Clarke was an avid supporter of the Democratic-Republican Party and performed a variety of duties for the party, although he refused to accept a political position. He worked for the election of Andrew Jackson in the election of 1824, which Jackson lost when the House of Representatives elected John Quincy Adams. Clarke's health began to deteriorate again and he closed his business, but remained active in political circles. After Jackson's election as president in 1828, Clarke met him while in Washington, D.C., on business, and the two became close friends.

== Life in Michigan ==

He moved to Detroit in 1830 and opened a mercantile business near the corner of Woodward and Jefferson Avenues. In 1832, he bought a large tract of land in China, Michigan, on the St. Clair River, and moved to Port Huron. During this time, he worked as the captain of a steamboat that traveled between Toledo and Port Huron, the General Gratiot, and in 1835 he moved to the property he owned in China, where he built a dock and a store and engaged in trading. The first town meeting in China Township after it was established on March 21, 1835, was held at Clarke's house.

Clarke was a delegate to the state constitutional convention in 1835, was elected to the Michigan Senate in the first elections under the new constitution, and was re-elected to two additional terms. Although Michigan had a constitution, its admission to the union was blocked due to an ongoing dispute with Ohio known as the Toledo War. Clarke went to Washington at the request of several influential residents of Michigan Territory to present an argument in favor of statehood to President Jackson. When other representatives made their cases, Jackson told them, "You have no influence with the Cabinet. We look to Mr. Clarke for all the information we desire. We know him, and have the fullest confidence in him." Secretary of State John Forsyth told Clarke he could have any gift he wanted from the president, but Clarke declined to pursue an appointed office.

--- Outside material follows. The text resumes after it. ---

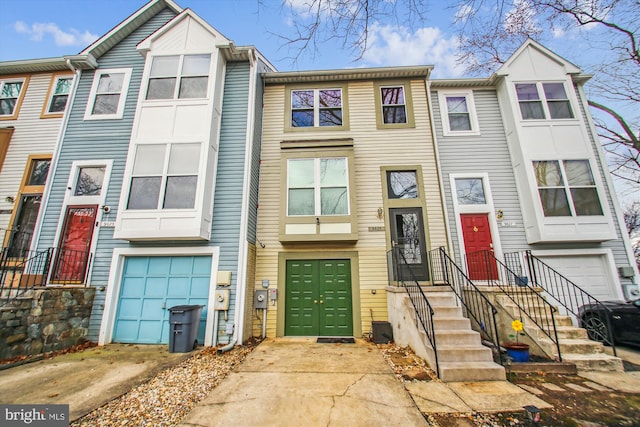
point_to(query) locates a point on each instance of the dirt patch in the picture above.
(576, 401)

Friends asked Clarke to put his name in nomination for the United States Senate, but he refused. President Jackson appointed him in 1837 as one of two commissioners charged with acquiring the title of Native American lands in Michigan. He served as a supervisor for China Township from 1847 to 1848, and was a delegate again to the state constitutional convention of 1850. Clarke left the Democratic Party following the nomination of James Buchanan in 1856, and joined the Republicans as a supporter of John C. Frémont. He served a term in the Michigan House of Representatives from 1857 to 1858.

== Family and personal life ==

Clarke married Mary Sherbun of Hallowell in December 1819. They had a daughter named Emeline. He was a Freemason and a Knight Templar, and petitioned for the creation of a commandery in St. Clair, Michigan, which thereafter was named the "John Clark Commandery".

Clarke died on February 3, 1876, and is buried in Rosehill Cemetery in St. Clair.